Improving roads and water in the mountains of Kashmir
Internal walking routes, as well as access to neighbouring villages in Chamyati is essential in the day-to-day chores involved in farming and harvesting. Good access is also vital to residents' health and hygiene as all drinking water is fetched from distant natural springs, via unsafe walking routes.
Islamic Relief is improving the facilities in seven villages in Pakistan-administered Kashmir (AJK).
The project, which began this month, will provide rainwater harvest systems in each of the 4,225 households in the Chamyati area, as well as building walking paths and raving larger access roads.
Around 88% of the population of AJK live in rural areas. When the earthquake of 2005 hit, it didn’t just cause the deaths of 75,000 people, it also devastated infrastructure, agriculture, water sources and livestock.
Most pre-2005 water sources in AJK have either receded or diverted since the earthquake. Most residents are farmers, so access to water is vital in maintaining their livelihoods.
Internal walking routes, as well as access to neighbouring villages in Chamyati is essential in the day-to-day chores involved in farming and harvesting. Good access is also vital to resident’s health and hygiene as all drinking water is fetched from distant natural springs, via unsafe walking routes.
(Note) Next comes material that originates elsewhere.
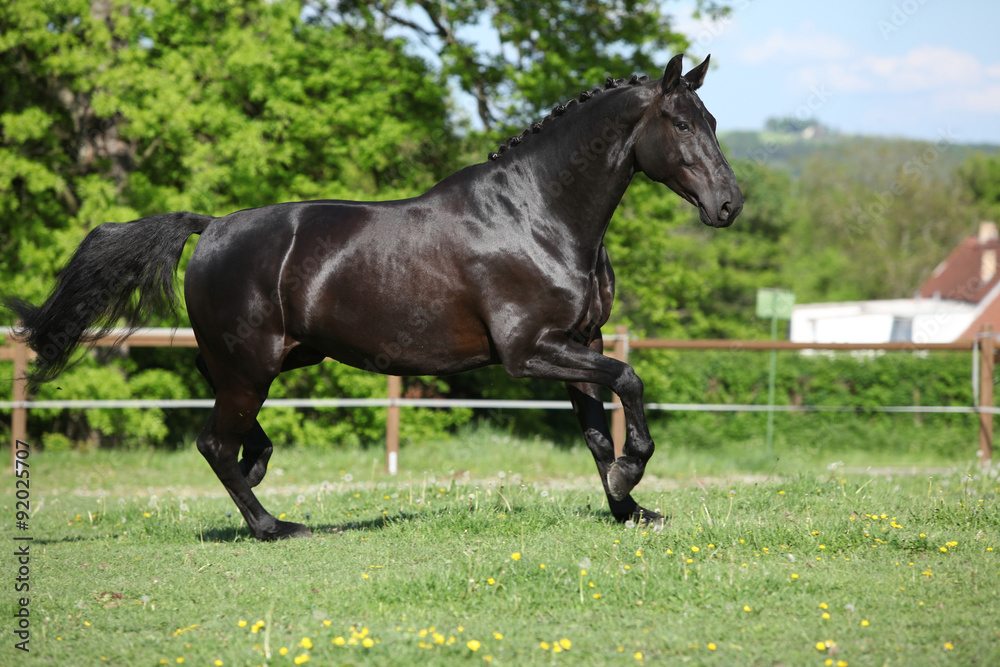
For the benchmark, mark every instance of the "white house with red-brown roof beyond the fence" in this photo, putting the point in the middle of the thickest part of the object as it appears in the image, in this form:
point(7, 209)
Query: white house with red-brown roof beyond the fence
point(961, 295)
Over the next six months, Islamic Relief will be installing discreet but secure footpaths between the seven villages, providing access to schools, markets and clinics. The paths will be suitable for elderly people and those with mobility difficulties.
Before the earthquake eight years ago, most homes had mud roofs. Today, they are largely made of corrugated tin, which will enable rainwater to flow to the harvesting system without any need for structural changes. The harvesting system would enable families to store rainwater and use it for farming, washing clothes and feeding livestock.
Most linking roads are narrow, unpaved tracks that are only suitable for cars with four-wheel drive. However, for a large portion of the year, most roads are inaccessible due to landslides caused by rain. Islamic Relief will be paving these roads, making them suitable for all vehicles and resistant to water erosion, to ensure all residents are able to travel in the area safely.
Islamic Relief has been working in in Pakistan since 1992 and started supporting families in AJK since 1993.